Jul 31, 2013 - Vatican    No Comments

Day 44: Not enough

Dear Pope Francis,

It’s with a bit of reluctance that I write today’s post. The reason is that I’ve come to like you and what you seem to stand for. You’ve been a breath of fresh air and I have taken heart from much of what you’ve said since becoming Pope.

But I have a real problem with your recent comments on the role of women and gay people in the Church.
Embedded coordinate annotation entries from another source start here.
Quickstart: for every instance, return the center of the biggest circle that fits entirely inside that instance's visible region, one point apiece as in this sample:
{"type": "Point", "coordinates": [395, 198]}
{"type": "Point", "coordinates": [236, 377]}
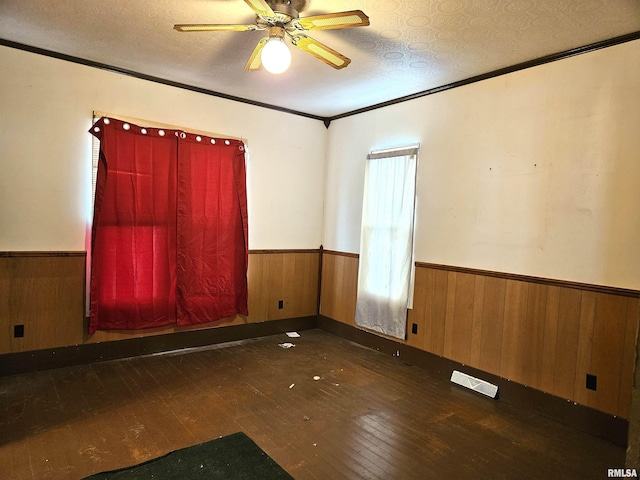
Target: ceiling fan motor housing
{"type": "Point", "coordinates": [285, 10]}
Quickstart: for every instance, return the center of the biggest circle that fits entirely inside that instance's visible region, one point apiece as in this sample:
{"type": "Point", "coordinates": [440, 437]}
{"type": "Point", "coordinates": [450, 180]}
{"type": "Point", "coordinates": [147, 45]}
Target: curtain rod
{"type": "Point", "coordinates": [149, 123]}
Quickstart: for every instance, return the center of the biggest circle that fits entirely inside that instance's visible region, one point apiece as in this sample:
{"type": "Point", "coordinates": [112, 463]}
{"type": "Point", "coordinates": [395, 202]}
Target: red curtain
{"type": "Point", "coordinates": [169, 238]}
{"type": "Point", "coordinates": [212, 230]}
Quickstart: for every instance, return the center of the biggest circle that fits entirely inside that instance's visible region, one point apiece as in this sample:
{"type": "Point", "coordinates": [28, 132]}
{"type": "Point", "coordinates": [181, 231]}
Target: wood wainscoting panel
{"type": "Point", "coordinates": [43, 296]}
{"type": "Point", "coordinates": [46, 295]}
{"type": "Point", "coordinates": [339, 286]}
{"type": "Point", "coordinates": [541, 333]}
{"type": "Point", "coordinates": [289, 277]}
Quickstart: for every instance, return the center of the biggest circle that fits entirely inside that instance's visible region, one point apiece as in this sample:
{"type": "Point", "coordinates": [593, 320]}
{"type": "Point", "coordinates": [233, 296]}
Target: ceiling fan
{"type": "Point", "coordinates": [280, 18]}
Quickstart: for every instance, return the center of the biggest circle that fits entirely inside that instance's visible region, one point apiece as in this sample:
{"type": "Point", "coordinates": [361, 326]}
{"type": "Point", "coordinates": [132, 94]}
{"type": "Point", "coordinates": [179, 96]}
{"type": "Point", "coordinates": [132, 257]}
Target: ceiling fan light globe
{"type": "Point", "coordinates": [275, 56]}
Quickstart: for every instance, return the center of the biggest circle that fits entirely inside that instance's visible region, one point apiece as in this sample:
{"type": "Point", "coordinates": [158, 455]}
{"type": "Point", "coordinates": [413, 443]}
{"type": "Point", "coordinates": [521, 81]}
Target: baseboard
{"type": "Point", "coordinates": [31, 361]}
{"type": "Point", "coordinates": [585, 419]}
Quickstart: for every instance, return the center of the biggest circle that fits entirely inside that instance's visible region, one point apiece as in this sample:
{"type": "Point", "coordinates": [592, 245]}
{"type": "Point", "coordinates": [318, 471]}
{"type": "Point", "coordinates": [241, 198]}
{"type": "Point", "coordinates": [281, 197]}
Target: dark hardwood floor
{"type": "Point", "coordinates": [368, 416]}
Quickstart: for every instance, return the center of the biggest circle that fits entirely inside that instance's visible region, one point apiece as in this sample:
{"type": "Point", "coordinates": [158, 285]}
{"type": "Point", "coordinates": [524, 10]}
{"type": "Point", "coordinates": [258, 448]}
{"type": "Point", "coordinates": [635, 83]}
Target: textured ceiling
{"type": "Point", "coordinates": [411, 45]}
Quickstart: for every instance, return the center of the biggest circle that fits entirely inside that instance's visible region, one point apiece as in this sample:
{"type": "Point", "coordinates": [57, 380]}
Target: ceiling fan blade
{"type": "Point", "coordinates": [255, 62]}
{"type": "Point", "coordinates": [353, 18]}
{"type": "Point", "coordinates": [320, 51]}
{"type": "Point", "coordinates": [214, 28]}
{"type": "Point", "coordinates": [261, 8]}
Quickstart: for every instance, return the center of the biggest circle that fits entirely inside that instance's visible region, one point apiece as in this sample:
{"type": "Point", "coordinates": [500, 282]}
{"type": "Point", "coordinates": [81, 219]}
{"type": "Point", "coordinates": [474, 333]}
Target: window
{"type": "Point", "coordinates": [385, 273]}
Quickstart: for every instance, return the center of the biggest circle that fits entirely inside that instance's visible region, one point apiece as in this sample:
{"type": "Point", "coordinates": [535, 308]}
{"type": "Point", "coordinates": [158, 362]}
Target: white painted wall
{"type": "Point", "coordinates": [46, 108]}
{"type": "Point", "coordinates": [536, 172]}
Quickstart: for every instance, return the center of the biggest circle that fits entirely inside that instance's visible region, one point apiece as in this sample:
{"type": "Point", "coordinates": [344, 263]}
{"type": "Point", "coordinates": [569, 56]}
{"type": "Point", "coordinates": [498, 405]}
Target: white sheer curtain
{"type": "Point", "coordinates": [385, 273]}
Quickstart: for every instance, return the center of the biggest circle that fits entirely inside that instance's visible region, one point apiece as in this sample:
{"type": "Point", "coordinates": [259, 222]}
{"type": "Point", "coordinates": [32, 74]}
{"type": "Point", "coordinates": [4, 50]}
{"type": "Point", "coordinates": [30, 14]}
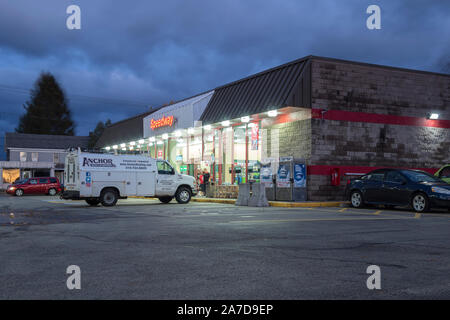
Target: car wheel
{"type": "Point", "coordinates": [109, 197]}
{"type": "Point", "coordinates": [165, 199]}
{"type": "Point", "coordinates": [183, 195]}
{"type": "Point", "coordinates": [420, 202]}
{"type": "Point", "coordinates": [356, 199]}
{"type": "Point", "coordinates": [92, 202]}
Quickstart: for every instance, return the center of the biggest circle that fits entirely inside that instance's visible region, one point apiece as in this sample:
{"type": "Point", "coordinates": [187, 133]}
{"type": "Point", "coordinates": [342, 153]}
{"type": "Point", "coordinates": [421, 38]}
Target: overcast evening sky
{"type": "Point", "coordinates": [129, 55]}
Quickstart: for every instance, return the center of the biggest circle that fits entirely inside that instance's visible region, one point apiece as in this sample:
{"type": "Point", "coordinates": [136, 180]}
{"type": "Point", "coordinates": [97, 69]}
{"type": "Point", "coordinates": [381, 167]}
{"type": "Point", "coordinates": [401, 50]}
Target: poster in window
{"type": "Point", "coordinates": [299, 175]}
{"type": "Point", "coordinates": [255, 136]}
{"type": "Point", "coordinates": [283, 176]}
{"type": "Point", "coordinates": [266, 175]}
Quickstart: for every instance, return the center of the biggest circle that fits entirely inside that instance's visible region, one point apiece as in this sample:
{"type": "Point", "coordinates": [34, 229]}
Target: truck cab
{"type": "Point", "coordinates": [105, 178]}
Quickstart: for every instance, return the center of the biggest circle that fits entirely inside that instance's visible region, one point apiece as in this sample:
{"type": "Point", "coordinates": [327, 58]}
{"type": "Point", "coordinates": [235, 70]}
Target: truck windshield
{"type": "Point", "coordinates": [164, 168]}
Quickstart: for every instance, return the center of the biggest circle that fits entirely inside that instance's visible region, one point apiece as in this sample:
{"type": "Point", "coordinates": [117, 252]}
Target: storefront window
{"type": "Point", "coordinates": [10, 175]}
{"type": "Point", "coordinates": [254, 152]}
{"type": "Point", "coordinates": [239, 155]}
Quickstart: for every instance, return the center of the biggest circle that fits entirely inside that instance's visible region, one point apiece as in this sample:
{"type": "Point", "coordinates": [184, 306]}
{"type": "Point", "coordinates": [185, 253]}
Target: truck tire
{"type": "Point", "coordinates": [183, 195]}
{"type": "Point", "coordinates": [92, 202]}
{"type": "Point", "coordinates": [165, 199]}
{"type": "Point", "coordinates": [109, 197]}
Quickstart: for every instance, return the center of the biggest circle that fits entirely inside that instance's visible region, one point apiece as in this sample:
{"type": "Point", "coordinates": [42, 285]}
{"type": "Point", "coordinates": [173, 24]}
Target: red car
{"type": "Point", "coordinates": [39, 185]}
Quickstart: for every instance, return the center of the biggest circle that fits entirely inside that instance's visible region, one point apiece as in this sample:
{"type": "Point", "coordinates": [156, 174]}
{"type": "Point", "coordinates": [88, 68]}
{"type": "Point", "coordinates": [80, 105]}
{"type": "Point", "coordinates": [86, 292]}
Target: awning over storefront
{"type": "Point", "coordinates": [286, 85]}
{"type": "Point", "coordinates": [180, 115]}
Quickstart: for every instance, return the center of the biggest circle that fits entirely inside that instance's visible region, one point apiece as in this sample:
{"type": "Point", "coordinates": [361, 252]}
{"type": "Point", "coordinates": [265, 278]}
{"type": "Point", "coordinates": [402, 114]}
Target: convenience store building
{"type": "Point", "coordinates": [340, 118]}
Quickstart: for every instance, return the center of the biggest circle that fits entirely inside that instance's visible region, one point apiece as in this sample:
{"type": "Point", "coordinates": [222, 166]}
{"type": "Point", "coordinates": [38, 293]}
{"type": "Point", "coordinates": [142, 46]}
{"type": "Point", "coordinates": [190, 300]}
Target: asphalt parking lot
{"type": "Point", "coordinates": [141, 249]}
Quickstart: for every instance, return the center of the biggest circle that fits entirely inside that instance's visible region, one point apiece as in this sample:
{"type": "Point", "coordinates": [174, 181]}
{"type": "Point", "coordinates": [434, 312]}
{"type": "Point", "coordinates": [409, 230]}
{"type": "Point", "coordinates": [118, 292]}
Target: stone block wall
{"type": "Point", "coordinates": [375, 89]}
{"type": "Point", "coordinates": [288, 139]}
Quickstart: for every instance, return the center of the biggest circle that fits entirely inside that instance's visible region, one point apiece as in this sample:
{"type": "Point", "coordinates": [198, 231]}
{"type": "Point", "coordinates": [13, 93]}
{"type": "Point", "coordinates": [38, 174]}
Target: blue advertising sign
{"type": "Point", "coordinates": [266, 175]}
{"type": "Point", "coordinates": [283, 176]}
{"type": "Point", "coordinates": [299, 175]}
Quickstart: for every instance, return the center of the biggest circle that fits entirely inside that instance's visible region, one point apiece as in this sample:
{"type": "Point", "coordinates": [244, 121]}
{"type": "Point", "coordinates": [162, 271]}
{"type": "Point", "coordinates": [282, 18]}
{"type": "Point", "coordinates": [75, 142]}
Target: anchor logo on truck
{"type": "Point", "coordinates": [98, 163]}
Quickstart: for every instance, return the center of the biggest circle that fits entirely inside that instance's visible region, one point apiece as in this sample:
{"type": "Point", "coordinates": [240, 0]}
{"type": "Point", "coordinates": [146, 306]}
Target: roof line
{"type": "Point", "coordinates": [377, 65]}
{"type": "Point", "coordinates": [153, 110]}
{"type": "Point", "coordinates": [264, 72]}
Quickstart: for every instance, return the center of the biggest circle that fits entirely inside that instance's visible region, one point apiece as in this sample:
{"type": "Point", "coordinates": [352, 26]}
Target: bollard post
{"type": "Point", "coordinates": [243, 195]}
{"type": "Point", "coordinates": [258, 197]}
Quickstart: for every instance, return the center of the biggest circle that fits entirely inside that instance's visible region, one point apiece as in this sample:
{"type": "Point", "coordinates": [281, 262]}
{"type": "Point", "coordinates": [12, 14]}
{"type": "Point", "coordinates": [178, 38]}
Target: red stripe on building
{"type": "Point", "coordinates": [325, 170]}
{"type": "Point", "coordinates": [341, 115]}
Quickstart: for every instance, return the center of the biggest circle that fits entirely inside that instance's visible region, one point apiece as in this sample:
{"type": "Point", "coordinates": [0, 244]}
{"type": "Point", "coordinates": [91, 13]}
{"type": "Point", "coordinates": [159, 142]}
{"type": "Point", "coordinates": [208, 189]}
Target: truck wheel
{"type": "Point", "coordinates": [420, 203]}
{"type": "Point", "coordinates": [92, 202]}
{"type": "Point", "coordinates": [165, 199]}
{"type": "Point", "coordinates": [183, 195]}
{"type": "Point", "coordinates": [109, 197]}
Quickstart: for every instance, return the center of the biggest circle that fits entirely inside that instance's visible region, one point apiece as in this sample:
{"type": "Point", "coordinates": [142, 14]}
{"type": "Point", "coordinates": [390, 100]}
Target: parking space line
{"type": "Point", "coordinates": [320, 219]}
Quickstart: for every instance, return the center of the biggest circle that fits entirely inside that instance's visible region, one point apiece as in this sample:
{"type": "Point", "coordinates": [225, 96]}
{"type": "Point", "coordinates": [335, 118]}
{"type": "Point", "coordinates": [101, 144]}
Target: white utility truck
{"type": "Point", "coordinates": [105, 178]}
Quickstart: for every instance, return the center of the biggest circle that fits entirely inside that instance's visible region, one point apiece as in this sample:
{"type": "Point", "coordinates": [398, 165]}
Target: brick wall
{"type": "Point", "coordinates": [372, 89]}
I realize I’m going against the grain here, and I’m not wanting to criticize. I, like many others, was at first astounded that you addressed the issue of gay priests. You used the word “gay,” for example, which was a first for any Pope. You used much softer, more accepting language. And you said “Who am I to judge?” which was a significant admission.

And yet.

While your words were more pastoral, you did not indicate a change in doctrine. At the same time as you signalled acceptance, calling gay priests “brothers”, you underscored Church teaching that celibacy is the only option for gays and lesbians. This means that, to be accepted, gay and lesbian Catholics must ignore — or hide — who they are.

I also have an issue with the comment “Who am I to judge?”. Saying it is not for you to judge still implies there is judgement to be made. That there is still something wrong in being gay or lesbian. I saw a comment from Fr. James Martin, whom I greatly respect, that this was an example of your showing mercy. Mercy is still a loaded word. It conveys the impression that something needs to be forgiven, that someone has done something wrong.

Many saw hope in your words, of change and acceptance. I’m not so sure that’s what I see. I think, in reality, this might be a situation where people were so relieved you didn’t come out with the hate-filled language of your predecessors that they took this as a hopeful sign of a great leap forward. As I said, I am not so sure.

As for your comments about women, Pope Francis, I was deeply disappointed. While it was nice, I suppose, to acknowledge the role of women in the Church and say that they should fill more administrative roles, you closed the door firmly on women in the priesthood. This was pushed aside in the headline-grabbing attention paid to your comments on gay priests, but I know it must have been heard by many women as yet another dismissal. What I heard was that it’s OK for women to teach, care for the sick, minister to the abandoned, take on all the scut jobs in the Church, and maybe get the odd chance to make a few inconsequential decisions, but they can never hope to be equals to men in ministry or Church hierarchy. That makes me sad and, if I’m being honest, just a little bit angry.

As I said above, I’m writing this with some reluctance. I really wish I could get caught up in the euphoria over your remarks and see them as a sign of change. The problem for me is that even the most hopeful commentators have said this is a perhaps a sign of change that will come slowly over time. And, for women, there wasn’t even a glimmer of hope that things might change. That door slammed firmly shut.

I’m sorry, Pope Francis, but I’m tired of waiting. There is no slow or fast when it comes to equality and justice. We must have equality and justice now.

Anything else is simply wrong.  People are tired of crumbs when they have every right to sit at the whole feast.

My prayer is that you be guided by the Divine to take the same approach to inequality in the Church as you have to rooting out corruption, siding with the poor, and doing away with excess.